Here are my takeaways:
- The link between our body and brain isn’t a one-way street. There’s a significant amount of body-brain feedback and our physical hormonal response influences our mental decision making. Steroid hormones ensure our body and brain work together. Testosterone rebuilds energy stores and cortisol breaks down energy stores for immediate use. Testosterone and cortisol levels can wildly vary and shape investor behavior.
- Daniel Kahneman (of Thinking Fast and Slow fame) changed his stance on intuition. Kahneman initially thought intuition wasn’t that useful because he originally studied it in fields like political forecasting and stock picking. Kahneman partnered with Gary Klein (who mainly studied firefighters and paramedics) and together they concluded that intuition can be relied upon, but only if two criteria are met: 1) someone must work in an environment that’s routine enough to produce repeating patterns, and 2) they must encounter patterns frequently enough to learn from feedback on their performance.
- Information is pleasurable. The novelty of new information is interpreted similarly to pleasurable activities like eating and drinking. These activities cause a release of dopamine which then motivates us to seek it out again. Give an animal the choice between eating or self-stimulating with dopamine and it will self-stimulate until it starves.
- We’re hardwired to crave risk taking. Dopamine surges after a unique action leads to an unexpected reward. The amount of dopamine released is related to how unexpected a reward is. Dopamine is addicting, and the profits gained after taking excessive risk leads to more dopamine when variance grants you the inevitable lucky coin toss.

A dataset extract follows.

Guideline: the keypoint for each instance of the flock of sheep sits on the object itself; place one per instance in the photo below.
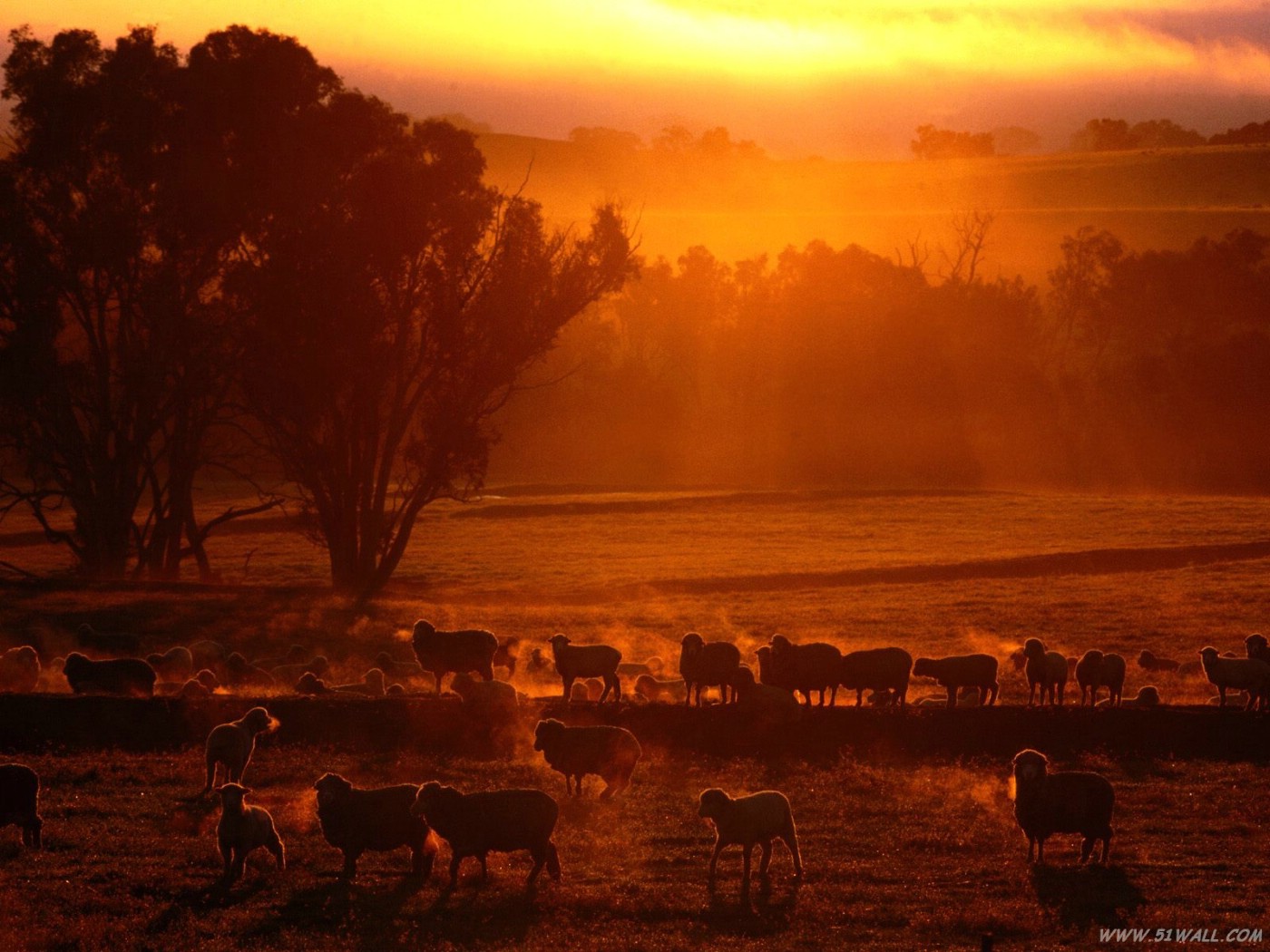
(416, 816)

- Testosterone is the molecule of irrational exuberance. The “winner effect” shows that animals who won a fight were more likely to win their next fight or competition. Winners had higher baseline testosterone levels and losers saw testosterone drop to one-tenth of pre-fight levels. The body chemistry of winning animals (like successful investors) is different than the body chemistry of the less successful. Eventually, this testosterone build-up raises the probability of excessive risk-taking.
- Cortisol is the molecule of irrational pessimism. Chronic stress breaks down our bodies and detracts from mental performance. Three things trigger the stress response: novelty, uncertainty, and a sense of uncontrollability. Our stress response switches the body and brain from prioritizing everyday functions to an emergency state. In the stress response, cortisol production is triggered and the body demands glucose. The stress response is designed to fuel a muscular, not mental, effort. A prolonged stress response suppresses the immune system, reduces REM sleep, and raises your heart rate and blood pressure.

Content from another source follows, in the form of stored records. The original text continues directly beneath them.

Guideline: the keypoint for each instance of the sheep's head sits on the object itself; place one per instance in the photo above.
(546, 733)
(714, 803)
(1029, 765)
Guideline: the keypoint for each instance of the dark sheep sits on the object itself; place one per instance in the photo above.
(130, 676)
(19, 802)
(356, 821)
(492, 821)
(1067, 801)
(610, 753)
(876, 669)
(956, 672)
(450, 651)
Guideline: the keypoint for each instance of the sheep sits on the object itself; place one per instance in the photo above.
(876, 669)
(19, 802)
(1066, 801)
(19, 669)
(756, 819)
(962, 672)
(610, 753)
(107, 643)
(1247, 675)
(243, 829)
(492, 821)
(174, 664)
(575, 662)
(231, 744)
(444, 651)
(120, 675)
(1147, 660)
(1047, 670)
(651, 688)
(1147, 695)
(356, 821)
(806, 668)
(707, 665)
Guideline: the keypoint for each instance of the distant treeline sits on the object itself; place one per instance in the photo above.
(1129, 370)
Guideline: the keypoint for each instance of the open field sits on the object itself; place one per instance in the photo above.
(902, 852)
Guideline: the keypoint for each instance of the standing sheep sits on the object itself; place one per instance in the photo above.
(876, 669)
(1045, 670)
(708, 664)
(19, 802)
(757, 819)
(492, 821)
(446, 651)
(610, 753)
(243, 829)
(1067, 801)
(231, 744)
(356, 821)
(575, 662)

- The most experienced and profitable traders have different body chemistry than inexperienced traders. The author found that the most profitable traders had high and volatile steroid hormone levels. They had quick hormonal responses when challenged, but their stress response was less volatile. Inexperienced traders had chronically high cortisol levels, leaving them in a state of perpetual anxiety.
My two actionable insights from the book were:
- An information diet is good for your mental health. Investors have access to unlimited data, market commentary, and investment options. More information isn’t better (see: The Paradox of Choice by Dan Ariely). The Center for Humane Technology has a great video on how tech companies are engineered to steal your time and attention.
- Exercise, deep breathing, and cold-water immersion can physiologically toughen us and reduce chronic stress levels. Exercise expands the productive capacity of our amine-producing cells (therefore relying less on the stress response), and helps defend us against anxiety and stress. This is similar to the concept of hormesis that Nassim Taleb talks about in Antifragile. Basically, a little bit of a bad thing can be a good thing.
Taking risks in financial markets doesn’t just require an understanding of the cold data. Knowing why your body behaves the way it does, and how to balance it, is important to becoming a better investor.